Is the JP Morgan Chase Data Breach Related to Apple Pay?
I had an eerie thought when I read about the massive data theft of customer information at JP Morgan Chase. Much was made about the fact that the theft did not include customers’ account information or credit card information. It was “only” their names and addresses—primarily those of customers who use the bank’s several online banking services. So what else did the thieves get? Everyone’s email addresses, I’m betting.
Then, in researching Apple Pay, I learned that Chase worked extremely closely and in great secrecy with Apple to develop the Apple Pay implementation of the credit card issuers’ smart card interoperability specification (EMV). Once your credit cards are loaded into Apple Pay on your iPhone, the account information disappears. It is replaced with a meaningless token (that can’t be reverse engineered back into your credit card number) combined with a single-use, transaction-specific cryptogram that is generated dynamically from the iPhone’s “secure element” (chip). There is now no way that thieves can steal credit card information from those phones or from the merchants’ Point of Sale systems. All the merchant sees are the last four digits of each customer’s credit card number to be used for analysis and reporting: e.g., how much did each unique customer spend with us last month?

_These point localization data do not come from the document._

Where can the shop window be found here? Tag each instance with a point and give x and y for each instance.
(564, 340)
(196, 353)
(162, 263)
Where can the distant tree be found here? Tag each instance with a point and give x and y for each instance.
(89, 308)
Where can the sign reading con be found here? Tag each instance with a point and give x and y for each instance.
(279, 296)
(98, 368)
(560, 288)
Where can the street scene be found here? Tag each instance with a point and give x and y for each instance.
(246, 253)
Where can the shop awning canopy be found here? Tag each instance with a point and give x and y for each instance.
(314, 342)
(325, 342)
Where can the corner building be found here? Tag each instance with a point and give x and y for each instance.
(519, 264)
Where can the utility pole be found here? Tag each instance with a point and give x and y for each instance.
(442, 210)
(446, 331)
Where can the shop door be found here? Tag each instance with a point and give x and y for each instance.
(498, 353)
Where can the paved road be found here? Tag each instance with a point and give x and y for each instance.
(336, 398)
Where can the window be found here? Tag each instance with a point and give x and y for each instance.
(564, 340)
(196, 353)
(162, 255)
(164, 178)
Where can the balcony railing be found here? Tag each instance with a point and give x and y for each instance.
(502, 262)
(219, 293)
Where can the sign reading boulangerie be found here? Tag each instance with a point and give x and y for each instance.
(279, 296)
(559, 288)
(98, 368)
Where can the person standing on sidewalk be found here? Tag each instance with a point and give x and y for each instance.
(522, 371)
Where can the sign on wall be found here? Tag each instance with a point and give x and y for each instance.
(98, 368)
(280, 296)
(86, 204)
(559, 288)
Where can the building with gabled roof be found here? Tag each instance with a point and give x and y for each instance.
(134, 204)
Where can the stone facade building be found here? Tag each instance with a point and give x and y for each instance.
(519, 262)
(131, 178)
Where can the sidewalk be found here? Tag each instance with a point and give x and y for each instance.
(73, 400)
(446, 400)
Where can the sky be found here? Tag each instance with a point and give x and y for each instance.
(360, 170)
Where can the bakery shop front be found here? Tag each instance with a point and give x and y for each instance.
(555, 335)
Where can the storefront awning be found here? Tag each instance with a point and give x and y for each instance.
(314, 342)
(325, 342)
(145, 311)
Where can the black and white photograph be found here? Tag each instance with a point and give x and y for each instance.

But what if the bad guys already had the names, addresses, and email addresses (and maybe the last 4 digits) of everyone who had credit cards? And they could still hack into retailers’ systems to access their transaction data? Couldn’t they reverse-append the two data sets? So they wouldn’t recover people’s credit card information, but they would have their identities and their transaction histories. That’s probably worth something. Just wondering why the world’s largest credit card issuer’s online customers’ data was stolen a month before the launch of Apple Pay.